In defence of the investment bankers, are they any more than sleek salesmen whose duty of care ends with their bonuses? Of course they would try to ram one through S&P.
Even now, having been taken over by Royal Bank of Scotland, the old ABN crew is still going hell-for-structured-leather, burning retail investors with the likes of their dubious “Warren Buffett investment”.
LGFS, however, would seem to be in hot water. It can hardly make a profit from the councils by flogging this septic product while holding itself out to be their reliable financial adviser. LGFS may have to resort to the “Edward de Bono” defence that the right sides of their advisers’ brains were quarantined from the left by a psychic Chinese Wall.
S&P has deftly dealt with suits in the US by resorting to First Amendment protection to free speech. “It was only an opinion, Your Honour.” That defence may be tougher here.
Whatever the legal argy-bargy, it is obvious that an investor could reasonably assume “AAA” meant safe, just as S&P intended, and that this “Rembrandt” rubbish should never have been rated AAA.
As for the councils, should their chief investment officers really be deemed novices, unsophisticated investors? Or should caveat emptor prevail? They saw that AAA rating, they say, and were entitled to believe it wouldn’t blow up.
The broader perspective – humanity – may hardly come into play in this case, but it is worth reflecting on. ABN was not the only banker to sell toxic ”exotics” like this, nor S&P the only agency to rate them.

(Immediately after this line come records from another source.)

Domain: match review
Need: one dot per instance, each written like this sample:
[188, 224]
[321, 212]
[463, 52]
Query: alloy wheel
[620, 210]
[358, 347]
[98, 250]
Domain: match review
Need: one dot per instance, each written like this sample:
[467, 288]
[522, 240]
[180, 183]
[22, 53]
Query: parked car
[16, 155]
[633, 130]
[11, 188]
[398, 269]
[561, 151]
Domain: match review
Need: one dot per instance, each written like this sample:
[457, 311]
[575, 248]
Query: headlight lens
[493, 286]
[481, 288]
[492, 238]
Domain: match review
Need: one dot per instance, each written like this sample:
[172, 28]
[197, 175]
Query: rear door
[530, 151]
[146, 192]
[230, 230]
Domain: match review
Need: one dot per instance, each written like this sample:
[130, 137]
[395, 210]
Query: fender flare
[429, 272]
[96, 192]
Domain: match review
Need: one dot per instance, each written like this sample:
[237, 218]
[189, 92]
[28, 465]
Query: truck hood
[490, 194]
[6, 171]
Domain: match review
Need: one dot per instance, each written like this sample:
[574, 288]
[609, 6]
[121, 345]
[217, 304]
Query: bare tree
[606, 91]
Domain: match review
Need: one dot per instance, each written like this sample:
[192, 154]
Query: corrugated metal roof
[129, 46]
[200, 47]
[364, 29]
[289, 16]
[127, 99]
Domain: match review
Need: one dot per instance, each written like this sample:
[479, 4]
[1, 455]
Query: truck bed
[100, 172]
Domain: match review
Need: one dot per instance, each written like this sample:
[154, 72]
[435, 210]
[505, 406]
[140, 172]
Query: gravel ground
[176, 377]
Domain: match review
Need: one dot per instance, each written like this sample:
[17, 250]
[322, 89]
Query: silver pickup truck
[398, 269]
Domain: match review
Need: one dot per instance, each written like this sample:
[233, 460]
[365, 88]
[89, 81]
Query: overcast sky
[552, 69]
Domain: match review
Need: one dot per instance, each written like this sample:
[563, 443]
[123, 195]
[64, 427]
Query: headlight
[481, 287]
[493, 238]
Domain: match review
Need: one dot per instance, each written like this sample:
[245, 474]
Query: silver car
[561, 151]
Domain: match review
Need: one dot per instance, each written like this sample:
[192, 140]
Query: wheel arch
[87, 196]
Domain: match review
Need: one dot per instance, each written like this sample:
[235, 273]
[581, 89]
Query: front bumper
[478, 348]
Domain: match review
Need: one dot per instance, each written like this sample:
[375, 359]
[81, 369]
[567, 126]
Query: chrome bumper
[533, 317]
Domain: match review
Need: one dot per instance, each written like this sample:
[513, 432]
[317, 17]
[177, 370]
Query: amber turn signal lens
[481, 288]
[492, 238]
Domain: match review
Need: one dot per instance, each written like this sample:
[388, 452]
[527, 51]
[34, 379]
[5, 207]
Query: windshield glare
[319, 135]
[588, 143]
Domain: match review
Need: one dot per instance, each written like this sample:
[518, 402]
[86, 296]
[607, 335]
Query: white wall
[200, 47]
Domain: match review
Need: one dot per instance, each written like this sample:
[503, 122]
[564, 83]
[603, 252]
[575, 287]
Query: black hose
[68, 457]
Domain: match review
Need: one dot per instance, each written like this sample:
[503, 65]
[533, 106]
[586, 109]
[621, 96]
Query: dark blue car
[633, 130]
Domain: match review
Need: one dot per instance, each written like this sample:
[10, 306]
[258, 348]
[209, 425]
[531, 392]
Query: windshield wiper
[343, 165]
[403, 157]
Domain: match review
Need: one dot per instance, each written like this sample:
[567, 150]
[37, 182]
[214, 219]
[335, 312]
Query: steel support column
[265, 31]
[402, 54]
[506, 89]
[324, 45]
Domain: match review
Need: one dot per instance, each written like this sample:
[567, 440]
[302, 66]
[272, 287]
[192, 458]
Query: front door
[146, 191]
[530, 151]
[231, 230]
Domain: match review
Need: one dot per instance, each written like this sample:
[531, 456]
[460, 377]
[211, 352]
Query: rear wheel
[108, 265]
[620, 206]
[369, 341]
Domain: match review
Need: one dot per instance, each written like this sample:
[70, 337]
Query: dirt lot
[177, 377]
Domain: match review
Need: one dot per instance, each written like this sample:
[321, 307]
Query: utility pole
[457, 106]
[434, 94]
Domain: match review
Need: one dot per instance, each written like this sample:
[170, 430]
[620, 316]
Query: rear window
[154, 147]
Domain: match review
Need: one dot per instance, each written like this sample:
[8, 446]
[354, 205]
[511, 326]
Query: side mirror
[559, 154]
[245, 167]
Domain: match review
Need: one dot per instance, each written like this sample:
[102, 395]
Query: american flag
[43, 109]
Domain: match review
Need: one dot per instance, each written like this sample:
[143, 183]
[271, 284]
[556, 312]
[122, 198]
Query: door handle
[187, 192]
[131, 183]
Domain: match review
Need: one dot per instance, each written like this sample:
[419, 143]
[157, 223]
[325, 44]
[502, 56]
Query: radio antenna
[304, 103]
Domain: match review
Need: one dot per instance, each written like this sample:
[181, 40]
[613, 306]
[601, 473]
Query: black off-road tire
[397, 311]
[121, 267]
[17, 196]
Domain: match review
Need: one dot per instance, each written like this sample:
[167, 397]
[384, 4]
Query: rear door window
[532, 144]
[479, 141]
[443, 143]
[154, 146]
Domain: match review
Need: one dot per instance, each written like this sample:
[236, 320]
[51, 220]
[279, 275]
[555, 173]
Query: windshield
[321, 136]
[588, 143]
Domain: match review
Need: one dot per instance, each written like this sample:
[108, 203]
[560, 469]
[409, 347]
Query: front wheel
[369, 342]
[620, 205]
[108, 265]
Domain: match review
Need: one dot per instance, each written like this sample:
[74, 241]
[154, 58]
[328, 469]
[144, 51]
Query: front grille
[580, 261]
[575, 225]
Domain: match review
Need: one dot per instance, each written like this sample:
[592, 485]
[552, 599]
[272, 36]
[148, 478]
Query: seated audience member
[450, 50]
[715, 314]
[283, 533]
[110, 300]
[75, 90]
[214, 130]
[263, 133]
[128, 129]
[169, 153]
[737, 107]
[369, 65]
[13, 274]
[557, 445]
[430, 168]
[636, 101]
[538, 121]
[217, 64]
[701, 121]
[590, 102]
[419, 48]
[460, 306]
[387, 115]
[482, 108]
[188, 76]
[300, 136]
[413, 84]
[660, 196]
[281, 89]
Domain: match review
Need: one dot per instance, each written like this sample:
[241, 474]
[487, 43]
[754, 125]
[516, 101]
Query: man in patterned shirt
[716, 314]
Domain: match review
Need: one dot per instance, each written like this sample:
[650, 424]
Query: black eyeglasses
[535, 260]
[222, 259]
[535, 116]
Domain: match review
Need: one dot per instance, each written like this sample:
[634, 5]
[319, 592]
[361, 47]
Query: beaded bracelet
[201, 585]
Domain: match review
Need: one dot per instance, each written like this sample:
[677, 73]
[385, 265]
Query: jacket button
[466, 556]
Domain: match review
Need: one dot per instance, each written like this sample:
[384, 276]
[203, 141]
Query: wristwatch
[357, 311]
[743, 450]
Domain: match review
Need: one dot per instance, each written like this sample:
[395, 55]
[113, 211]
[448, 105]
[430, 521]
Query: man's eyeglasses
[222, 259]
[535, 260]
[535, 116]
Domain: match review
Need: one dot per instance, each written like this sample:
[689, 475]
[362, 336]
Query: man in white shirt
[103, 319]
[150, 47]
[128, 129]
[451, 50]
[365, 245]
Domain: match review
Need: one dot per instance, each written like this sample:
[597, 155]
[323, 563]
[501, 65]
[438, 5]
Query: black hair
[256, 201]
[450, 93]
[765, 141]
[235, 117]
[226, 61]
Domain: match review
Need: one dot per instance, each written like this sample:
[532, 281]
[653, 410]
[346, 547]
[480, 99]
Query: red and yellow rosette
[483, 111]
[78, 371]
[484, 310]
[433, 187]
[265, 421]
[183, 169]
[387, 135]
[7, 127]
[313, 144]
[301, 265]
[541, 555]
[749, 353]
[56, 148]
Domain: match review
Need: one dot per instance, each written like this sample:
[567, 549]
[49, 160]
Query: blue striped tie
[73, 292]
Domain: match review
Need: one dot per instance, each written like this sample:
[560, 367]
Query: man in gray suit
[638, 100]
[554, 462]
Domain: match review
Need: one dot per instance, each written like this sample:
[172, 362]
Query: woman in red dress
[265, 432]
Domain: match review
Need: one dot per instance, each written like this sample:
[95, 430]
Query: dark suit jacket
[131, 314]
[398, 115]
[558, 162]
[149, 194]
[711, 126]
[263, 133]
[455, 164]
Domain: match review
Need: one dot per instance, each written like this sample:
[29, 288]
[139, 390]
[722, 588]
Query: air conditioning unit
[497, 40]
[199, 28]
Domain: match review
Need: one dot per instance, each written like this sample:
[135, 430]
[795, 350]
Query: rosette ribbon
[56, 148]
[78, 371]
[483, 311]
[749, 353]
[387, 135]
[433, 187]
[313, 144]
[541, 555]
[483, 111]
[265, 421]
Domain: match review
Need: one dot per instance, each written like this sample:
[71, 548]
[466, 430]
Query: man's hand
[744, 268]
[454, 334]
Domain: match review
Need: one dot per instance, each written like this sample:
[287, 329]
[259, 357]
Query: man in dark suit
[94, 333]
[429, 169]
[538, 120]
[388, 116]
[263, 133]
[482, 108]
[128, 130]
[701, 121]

Here in journalism, we failed spectacularly too. Here was the Fourth Estate, at the height of the boom, shovelling out the PR nonsense willy-nilly. What a terrific transaction! What great value this market is! The public is no better served now.
And how about the auditors? PWC and KPMG missing billion-dollar holes in the accounts of Centro and Allco? Whoops. Don’t even mention the feeble regulators.
At what point did we lose the plot? At what point did proper judgment capitulate to commercial reality? Maybe the councils could join “The World” as fifth defendant because, when you live in a place which confers more prestige and financial rewards on a financier for building something destructive than an engineer for building something useful … we rest our cause.